The texture of the studied soil profiles, in the 1.86 m pit, was generally clay (Table 2). The clay fraction clearly dominated and ranged from 40% to 62% with an average of 52%. The upper part of the pedons (i.e. RSK-H1 and RSK-H2 horizons) contained a smaller clay fraction (i.e. 40% - 44%) in comparison with the lower part. The highest amount of clay (62%) was recorded in the 4th Horizon (RSK-H4). Amount of the sand fraction ranges from 35% to 52% and was almost evenly distributed throughout the studied profiles (except the RSK-H3) with an average of 43%. Silt fraction was the least ranging from 1% to 8%, with a mean of 5%. Based on the USDA textual classification, the top and the 5th pedons were sandy clay (sc) while the rest (RSK-H3, RSK-H4 and RSK-H6) were clay (c). When data was pooled, the overall textual classification is clay (Figure 2). Clay had an average of 52%, followed by sand at 43% and distant silt with 5%.

Table 1. Field description of the studied soils.

*RSK = RELOAD Site Kabanyolo; **H1 to H6 = Soil horizons in the profile pit; *** Abrupt (a), gradual (g), clear (c) diffuse (d); + + + = Horizon has 50% root coverage; + + = Horizon has 25% root coverage; + = Horizon has 15% root coverage [8] [14] [15] [16] .

3.3. Chemical Properties

Across the study site, the soils were generally acidic with a pH of 6.12 ± 0.15 in the top soil and 6.08 ± 0.11 in the subsoil layer (Table 3). The mean value of phosphorus was 12.42 ± 3.65 in the top soil compared to 8.88 ± 3.2 in the sub soil. Whereas Ca, K, Mg, Na, N, OM, Sand and Silt were 7.92 ± 0.76, 0.47 ± 0.13, 1.70 ± 0.17, 0.23 ± 0.05, 0.19 ± 0.01, 4.81 ± 0.35, 54.44 ± 2.64 and 7.22 ± 0.87 on average in the top soil, these parameters were 6.46 ± 0.74, 0.29 ± 0.06, 1.37 ± 0.16, 0.17 ± 0.02, 0.18 ± 0.02, 4.53 ± 0.15, 52.56 ± 1.68 and 6.67 ± 1.22 in the subsoil horizon respectively (Table 3). Phosphorus was the most variable in both the top and sub soil, considering the absolute value of the coefficient of variation of 88.2 and 108.1 respectively. Whereas pH was the least variable property in both the top soil (CoV = 7.2) and subsoil layer (CoV = 5.3). Besides clay, all the soil properties we investigated were higher in the top soil than the subsoil horizon. The average clay composition was 38.33 ± 2.66 in the top soil compared to 40.78 ± 2.7 in the sub layer (Table 3).

Table 2. Some physical properties of the investigated soil profiles.
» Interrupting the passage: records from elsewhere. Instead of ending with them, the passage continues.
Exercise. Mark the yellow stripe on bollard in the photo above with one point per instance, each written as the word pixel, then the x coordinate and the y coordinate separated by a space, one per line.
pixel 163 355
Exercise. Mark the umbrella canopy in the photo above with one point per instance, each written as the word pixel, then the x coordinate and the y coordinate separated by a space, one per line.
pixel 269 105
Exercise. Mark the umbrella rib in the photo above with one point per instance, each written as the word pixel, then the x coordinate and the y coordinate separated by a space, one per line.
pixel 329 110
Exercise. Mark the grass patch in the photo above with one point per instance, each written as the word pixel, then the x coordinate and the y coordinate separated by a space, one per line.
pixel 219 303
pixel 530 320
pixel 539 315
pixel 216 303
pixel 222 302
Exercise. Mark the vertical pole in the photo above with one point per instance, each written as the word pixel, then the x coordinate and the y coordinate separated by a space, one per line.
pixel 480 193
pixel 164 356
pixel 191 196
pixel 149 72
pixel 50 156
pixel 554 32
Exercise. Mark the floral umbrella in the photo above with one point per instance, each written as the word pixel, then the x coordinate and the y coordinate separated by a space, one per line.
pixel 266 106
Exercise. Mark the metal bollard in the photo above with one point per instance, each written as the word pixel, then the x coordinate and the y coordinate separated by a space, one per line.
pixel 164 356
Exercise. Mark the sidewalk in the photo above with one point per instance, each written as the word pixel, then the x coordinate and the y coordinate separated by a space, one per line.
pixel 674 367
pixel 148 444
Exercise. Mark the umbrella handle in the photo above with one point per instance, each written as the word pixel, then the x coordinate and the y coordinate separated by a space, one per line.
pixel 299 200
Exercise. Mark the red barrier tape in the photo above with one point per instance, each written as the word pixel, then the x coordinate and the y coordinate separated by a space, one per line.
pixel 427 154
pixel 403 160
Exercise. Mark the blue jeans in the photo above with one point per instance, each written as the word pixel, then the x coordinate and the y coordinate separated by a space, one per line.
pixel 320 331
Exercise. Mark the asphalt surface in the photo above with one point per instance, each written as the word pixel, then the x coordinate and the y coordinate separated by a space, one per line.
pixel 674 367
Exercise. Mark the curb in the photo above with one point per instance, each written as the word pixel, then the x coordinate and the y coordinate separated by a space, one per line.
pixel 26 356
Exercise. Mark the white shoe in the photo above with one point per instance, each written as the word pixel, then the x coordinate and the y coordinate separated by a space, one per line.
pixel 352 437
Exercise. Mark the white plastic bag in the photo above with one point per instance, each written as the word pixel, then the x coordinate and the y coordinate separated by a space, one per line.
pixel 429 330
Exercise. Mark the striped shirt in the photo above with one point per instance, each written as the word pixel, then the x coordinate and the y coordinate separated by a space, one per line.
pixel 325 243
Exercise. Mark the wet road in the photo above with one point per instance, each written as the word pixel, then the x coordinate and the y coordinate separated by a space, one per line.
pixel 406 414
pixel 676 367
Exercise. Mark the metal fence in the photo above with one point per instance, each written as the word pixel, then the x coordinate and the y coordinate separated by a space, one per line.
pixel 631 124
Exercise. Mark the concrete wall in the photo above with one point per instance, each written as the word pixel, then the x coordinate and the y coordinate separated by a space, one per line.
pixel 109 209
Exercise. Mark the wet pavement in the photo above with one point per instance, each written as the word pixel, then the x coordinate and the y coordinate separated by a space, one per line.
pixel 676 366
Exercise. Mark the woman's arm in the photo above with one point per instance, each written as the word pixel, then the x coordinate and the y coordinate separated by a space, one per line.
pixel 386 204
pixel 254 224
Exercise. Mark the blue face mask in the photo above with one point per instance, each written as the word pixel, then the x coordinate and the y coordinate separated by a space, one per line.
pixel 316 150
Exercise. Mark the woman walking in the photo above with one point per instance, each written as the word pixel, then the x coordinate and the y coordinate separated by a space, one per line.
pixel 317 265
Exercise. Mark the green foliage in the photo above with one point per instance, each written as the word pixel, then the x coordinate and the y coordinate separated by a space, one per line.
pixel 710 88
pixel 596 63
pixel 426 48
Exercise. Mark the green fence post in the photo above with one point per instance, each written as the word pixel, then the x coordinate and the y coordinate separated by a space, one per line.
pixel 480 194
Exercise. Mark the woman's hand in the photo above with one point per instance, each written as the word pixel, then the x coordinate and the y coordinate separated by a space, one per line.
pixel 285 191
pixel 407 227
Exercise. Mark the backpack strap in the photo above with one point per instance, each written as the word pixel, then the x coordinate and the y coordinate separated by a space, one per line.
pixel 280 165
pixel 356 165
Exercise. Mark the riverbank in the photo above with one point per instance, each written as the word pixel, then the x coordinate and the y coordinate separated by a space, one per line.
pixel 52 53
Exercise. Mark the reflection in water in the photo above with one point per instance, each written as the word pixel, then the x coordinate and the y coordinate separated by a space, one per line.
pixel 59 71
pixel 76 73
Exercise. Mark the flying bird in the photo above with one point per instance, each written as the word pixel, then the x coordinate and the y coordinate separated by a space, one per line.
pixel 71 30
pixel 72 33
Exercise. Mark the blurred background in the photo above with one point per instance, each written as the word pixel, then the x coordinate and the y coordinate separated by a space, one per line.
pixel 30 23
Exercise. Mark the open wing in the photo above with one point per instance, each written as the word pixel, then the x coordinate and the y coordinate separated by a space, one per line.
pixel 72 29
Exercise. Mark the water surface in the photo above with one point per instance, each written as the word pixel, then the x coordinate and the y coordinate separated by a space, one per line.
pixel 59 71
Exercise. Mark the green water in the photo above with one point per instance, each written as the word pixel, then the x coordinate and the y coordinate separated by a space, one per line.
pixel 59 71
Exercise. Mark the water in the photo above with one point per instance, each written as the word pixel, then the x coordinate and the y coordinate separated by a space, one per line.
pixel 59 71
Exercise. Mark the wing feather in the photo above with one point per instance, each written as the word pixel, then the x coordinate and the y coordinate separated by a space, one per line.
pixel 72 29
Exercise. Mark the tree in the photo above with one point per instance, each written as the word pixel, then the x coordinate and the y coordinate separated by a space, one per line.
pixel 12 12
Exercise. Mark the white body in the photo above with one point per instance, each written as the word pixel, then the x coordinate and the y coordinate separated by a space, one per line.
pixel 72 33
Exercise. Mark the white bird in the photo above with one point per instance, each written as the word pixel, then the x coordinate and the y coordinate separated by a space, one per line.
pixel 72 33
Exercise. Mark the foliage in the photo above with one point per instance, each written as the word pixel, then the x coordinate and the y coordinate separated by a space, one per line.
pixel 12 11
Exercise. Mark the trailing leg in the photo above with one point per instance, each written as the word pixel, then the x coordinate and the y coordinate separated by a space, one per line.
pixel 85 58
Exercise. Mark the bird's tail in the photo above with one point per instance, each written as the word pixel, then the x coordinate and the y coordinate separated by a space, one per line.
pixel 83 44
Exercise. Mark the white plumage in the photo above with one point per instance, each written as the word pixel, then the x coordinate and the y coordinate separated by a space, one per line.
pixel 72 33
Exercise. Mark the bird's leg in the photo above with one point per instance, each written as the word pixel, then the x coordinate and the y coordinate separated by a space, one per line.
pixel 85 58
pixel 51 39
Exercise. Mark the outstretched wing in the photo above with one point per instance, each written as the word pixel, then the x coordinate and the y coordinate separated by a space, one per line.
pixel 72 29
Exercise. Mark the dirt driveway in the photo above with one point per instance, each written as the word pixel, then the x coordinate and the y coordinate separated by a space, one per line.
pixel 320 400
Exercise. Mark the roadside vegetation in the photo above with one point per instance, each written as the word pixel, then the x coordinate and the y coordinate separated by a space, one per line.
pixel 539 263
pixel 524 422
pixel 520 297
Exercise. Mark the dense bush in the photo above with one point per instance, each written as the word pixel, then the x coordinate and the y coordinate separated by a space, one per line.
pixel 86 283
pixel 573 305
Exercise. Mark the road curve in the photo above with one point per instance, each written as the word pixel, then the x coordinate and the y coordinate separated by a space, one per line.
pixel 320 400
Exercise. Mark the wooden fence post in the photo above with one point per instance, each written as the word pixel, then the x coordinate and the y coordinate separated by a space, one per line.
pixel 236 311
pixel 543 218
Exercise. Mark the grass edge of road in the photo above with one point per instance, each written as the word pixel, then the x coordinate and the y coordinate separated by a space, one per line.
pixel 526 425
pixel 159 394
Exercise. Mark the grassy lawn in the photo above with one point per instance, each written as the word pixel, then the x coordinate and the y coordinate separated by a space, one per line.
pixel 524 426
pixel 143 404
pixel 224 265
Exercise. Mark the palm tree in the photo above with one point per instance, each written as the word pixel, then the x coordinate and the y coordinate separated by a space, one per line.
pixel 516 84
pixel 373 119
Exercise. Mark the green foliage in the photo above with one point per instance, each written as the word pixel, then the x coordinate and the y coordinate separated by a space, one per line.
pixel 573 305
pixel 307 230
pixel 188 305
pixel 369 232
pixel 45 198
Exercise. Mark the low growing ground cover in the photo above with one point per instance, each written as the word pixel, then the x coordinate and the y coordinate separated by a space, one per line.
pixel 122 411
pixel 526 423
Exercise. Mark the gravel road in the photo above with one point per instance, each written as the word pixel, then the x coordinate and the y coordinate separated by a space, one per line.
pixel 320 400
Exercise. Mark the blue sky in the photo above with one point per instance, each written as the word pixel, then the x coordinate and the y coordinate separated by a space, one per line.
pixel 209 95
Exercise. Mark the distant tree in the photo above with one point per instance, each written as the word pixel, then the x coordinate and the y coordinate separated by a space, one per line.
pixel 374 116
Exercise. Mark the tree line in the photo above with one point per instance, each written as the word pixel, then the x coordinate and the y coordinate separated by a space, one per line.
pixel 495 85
***sandy clay (sc), clay (c).

Figure 2. Soil texture.

Table 3. Descriptive statistics of the top and sub soils.

A correlation matrix (Table 4) showed that sand and clay had the highest negative significant correlation (r = −0.94, p < 0.01) while Ca and Mg had the highest positive significant correlation (r = 0.96, p < 0.01) in the top soil. Soil pH was highly correlated negatively with sand in the subsoil (r = −0.88, p < 0.01) whereas Ca and Mg had the highest positive significant correlation (r = 0.99, p < 0.01) in the sub-soil layer. Phosphorus and silt did not show any relationship with soil pH in both the top (p > 0.05) and sub-soil layers (p > 0.05). In the topsoil, only silt did not show a significant relationship with soil P and Ca. In addition, Na was not significantly (p > 0.05) correlated with K and N in the top soil layer.

Having carefully reviewed the contents of Table 4, this paragraph should read as follows: in the subsoil, pH had no significant (p > 0.05) relationship with P or silt. In addition, P was not significantly (p > 0.05) influenced by Ca, OM or Silt. Other insignificant (p > 0.05) relationships in the sub soil were between Ca and Silt, K and Na, K and N, Na and N, and OM and Silt (Table 4).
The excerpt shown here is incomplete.